Rwanda accuses DR Congo of bombing amid battle for Goma
DR Congo soldiers sought to stave off a rebel advance on the key eastern city of Goma on Monday as neighbouring Rwanda — accused of backing the rebels — charged that Kinshasa forces had bombed its territory just across the border in the powderkeg region.
The DR Congo army “has deliberately this evening bombed Rwanda using T55 tanks and mortar bombs,” General Joseph Nzabamwita told AFP, saying the assault had targeted the area around the airport in Gisenyi, located just a kilometre (half a mile) from the border.
Nzabamwita said the Democratic Republic of Congo army had also fired anti-aircraft missiles at nearby Mount Rubavu and that in all two civilians had been killed and seven others injured and taken to hospital in Gisenyi.
He said casualty numbers would likely rise further as others were brought in from local health centres.
A DR Congo army spokesman said no cross-border attack had been ordered and that it may have been the work of a lone individual.
“An investigation is under way,” Colonel Olivier Hamuli told AFP. “If that was done there was no formal order from the military hierarchy. If it’s an isolated act it involves only one individual.”
On the other hand, he claimed that mortar fire had been aimed at DR Congo from Rwanda in recent days and that soldiers had been wounded.
Amid a looming humanitarian crisis, fresh fighting broke out Monday on the outskirts of Goma, where only a kilometre now lies between government forces and the rebels massed at the city’s gates.
Witnesses reported weapons fire in districts to the north and northwest of Goma, the main city in the mineral-rich region, causing residents to flee south or towards the Rwanda border.
Earlier Monday, the rebels fired mortars in the direction of the airport on the eastern edge of the city as well as an army base, a Western military source said.
One of the mortars struck a hotel, and a worker at the Heal Africa hospital said six people were admitted there with injuries from the shelling.
Kinshasa had dismissed a rebel demand for direct talks as “irrational rantings” and said the M23 rebels were “fictitious forces put in place by Rwanda to hide its criminal activities in DR Congo.”
“We prefer to negotiate with Rwanda, the real aggressor,” spokesman Lambert Mende told AFP.
The United Nations has also charged that the rebels are backed by Rwanda as well as Uganda, charges both countries deny.
UN peacekeeping chief Herve Ladsous said the United Nations could not confirm Rwandan backing but said M23’s “attacking forces are well-equipped and very well-supplied”.
— Rebels to fight government ‘until it falls’ —
The mineral-rich region has long been a powderkeg, the launchpad of rebellions dating back to 1996, with Rwanda and Uganda both playing active or behind-the-scenes roles in much of the warfare.
The rebels say they plan to fight the government in Goma “until it falls”, and the United Nations warned they have a real possibility of capturing the city.
In New York, France’s UN ambassador said Paris would introduce a UN Security Council resolution on Monday seeking greater international sanctions against the M23.
The resolution could come to a vote as soon as Wednesday.
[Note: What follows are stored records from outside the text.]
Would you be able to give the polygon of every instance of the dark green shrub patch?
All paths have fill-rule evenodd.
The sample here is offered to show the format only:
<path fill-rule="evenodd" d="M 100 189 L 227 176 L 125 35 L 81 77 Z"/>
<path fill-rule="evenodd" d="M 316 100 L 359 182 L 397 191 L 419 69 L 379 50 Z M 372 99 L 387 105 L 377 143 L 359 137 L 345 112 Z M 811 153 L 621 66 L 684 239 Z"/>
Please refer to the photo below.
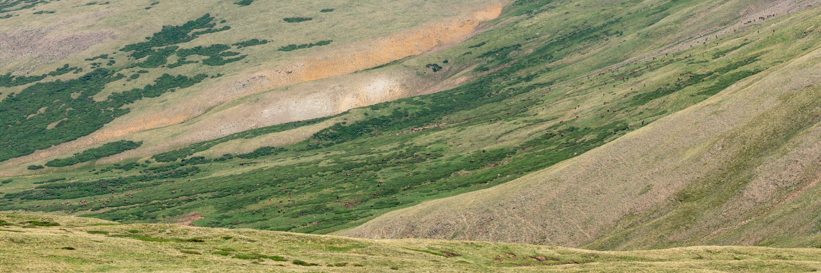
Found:
<path fill-rule="evenodd" d="M 86 58 L 85 61 L 94 61 L 97 59 L 108 59 L 108 54 L 102 54 L 100 56 Z"/>
<path fill-rule="evenodd" d="M 68 64 L 66 64 L 65 66 L 63 66 L 61 68 L 57 68 L 57 70 L 55 70 L 53 71 L 48 72 L 48 75 L 51 75 L 51 76 L 60 75 L 63 75 L 63 74 L 71 72 L 71 71 L 76 70 L 76 69 L 77 69 L 77 67 L 68 67 Z"/>
<path fill-rule="evenodd" d="M 442 70 L 442 66 L 439 66 L 439 65 L 435 63 L 429 63 L 427 66 L 424 66 L 424 67 L 433 69 L 433 72 L 438 72 Z"/>
<path fill-rule="evenodd" d="M 0 13 L 11 12 L 16 11 L 22 11 L 31 9 L 36 7 L 38 4 L 47 4 L 48 1 L 43 0 L 6 0 L 0 2 Z M 18 5 L 22 5 L 19 6 Z M 15 8 L 15 7 L 17 7 Z"/>
<path fill-rule="evenodd" d="M 288 45 L 287 47 L 279 48 L 279 51 L 291 51 L 291 50 L 302 49 L 302 48 L 313 48 L 313 47 L 318 47 L 318 46 L 323 46 L 323 45 L 326 45 L 326 44 L 330 44 L 331 42 L 333 42 L 333 40 L 319 41 L 319 42 L 316 42 L 316 43 L 303 43 L 303 44 L 300 44 L 300 45 L 290 44 L 290 45 Z"/>
<path fill-rule="evenodd" d="M 53 179 L 50 179 L 50 180 L 45 180 L 45 181 L 34 182 L 34 184 L 53 183 L 53 182 L 57 182 L 57 181 L 62 181 L 62 180 L 66 180 L 65 178 L 53 178 Z"/>
<path fill-rule="evenodd" d="M 135 74 L 135 75 L 139 75 L 139 74 Z M 103 144 L 103 146 L 100 146 L 99 148 L 90 148 L 83 151 L 83 152 L 76 153 L 74 157 L 71 157 L 52 160 L 47 162 L 46 166 L 53 167 L 61 167 L 77 163 L 82 163 L 115 155 L 125 151 L 135 149 L 142 144 L 143 144 L 142 141 L 133 142 L 133 141 L 120 140 L 117 142 L 110 142 Z"/>
<path fill-rule="evenodd" d="M 304 21 L 306 21 L 306 20 L 314 20 L 314 18 L 308 18 L 308 17 L 289 17 L 289 18 L 285 18 L 285 19 L 282 19 L 282 20 L 285 20 L 286 22 L 288 22 L 288 23 L 299 23 L 299 22 L 304 22 Z"/>
<path fill-rule="evenodd" d="M 240 54 L 239 52 L 226 51 L 228 49 L 231 49 L 231 47 L 228 45 L 212 44 L 208 47 L 198 46 L 193 48 L 180 49 L 180 51 L 177 52 L 177 55 L 183 57 L 183 59 L 181 60 L 184 60 L 184 57 L 191 55 L 209 57 L 209 58 L 203 60 L 203 64 L 211 66 L 222 66 L 229 62 L 240 61 L 248 56 L 242 55 L 237 57 L 222 59 L 223 57 L 236 56 Z"/>
<path fill-rule="evenodd" d="M 245 47 L 250 47 L 250 46 L 255 46 L 255 45 L 258 45 L 258 44 L 265 44 L 265 43 L 268 43 L 268 40 L 259 40 L 259 39 L 250 39 L 250 40 L 247 40 L 247 41 L 245 41 L 245 42 L 240 42 L 240 43 L 234 43 L 234 44 L 232 44 L 232 46 L 236 46 L 237 48 L 245 48 Z"/>

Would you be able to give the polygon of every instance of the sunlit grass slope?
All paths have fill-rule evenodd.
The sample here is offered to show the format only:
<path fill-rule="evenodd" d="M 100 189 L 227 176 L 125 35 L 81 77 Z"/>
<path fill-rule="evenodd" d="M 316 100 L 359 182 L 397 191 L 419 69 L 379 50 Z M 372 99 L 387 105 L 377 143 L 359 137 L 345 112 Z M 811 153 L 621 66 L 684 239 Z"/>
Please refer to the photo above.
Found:
<path fill-rule="evenodd" d="M 629 61 L 634 90 L 607 99 L 611 116 L 711 97 L 543 171 L 341 234 L 592 249 L 821 246 L 819 12 L 704 30 Z M 601 86 L 593 79 L 585 85 Z"/>
<path fill-rule="evenodd" d="M 690 247 L 599 252 L 431 239 L 0 215 L 5 272 L 806 272 L 821 249 Z M 48 226 L 50 225 L 50 226 Z"/>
The UN Security Council, after an emergency meeting on Saturday, demanded an end to the M23 advance and a halt to “any and all outside support”.
M23 leader Sultani Makenga was hit with US and UN sanctions last week, accused of atrocities including masterminding killings, rapes, abductions and recruiting child soldiers.
The EU and Britain have also expressed alarm at the violence, which has displaced thousands of civilians and flared up again after a three-month truce last week.
The African Union on Monday demanded the rebels “immediately and unconditionally” put an end to their offensive.
Goma residents who had crossed into Rwanda said the M23 was fighting the Republican Guard while national army troops were busy looting.
UN chief Ban Ki-moon vowed Sunday that some 1,500 “quick reaction” peacekeepers would stay in Goma. They are among about 6,700 troops in Goma’s Nord Kivu province, backing government forces against the rebels.
In New York, UN peacekeeping spokesman Kieran Dwyer said UN attack helicopters have staged cannon and rocket strikes against the rebels but have not been able to stop the steady advance towards Goma.
The M23 rebels are former soldiers who mutinied in April after the failure of a 2009 peace deal that integrated them into the regular army.
The fighting is the most serious since July, when UN helicopters last went into action against the M23.
The former Belgian colony, known as Zaire under the dictator Mobutu Sese Seko who was toppled in 1997, remains one of the world’s least developed countries despite a wealth of cobalt, copper, diamonds and gold.
Since 1998 more than three million people are estimated to have died from combat, disease and hunger and 1.6 million been left homeless.
In peaceful times, Goma is the starting point for tourists wishing to see endangered mountain gorillas in nearby Virunga National Park.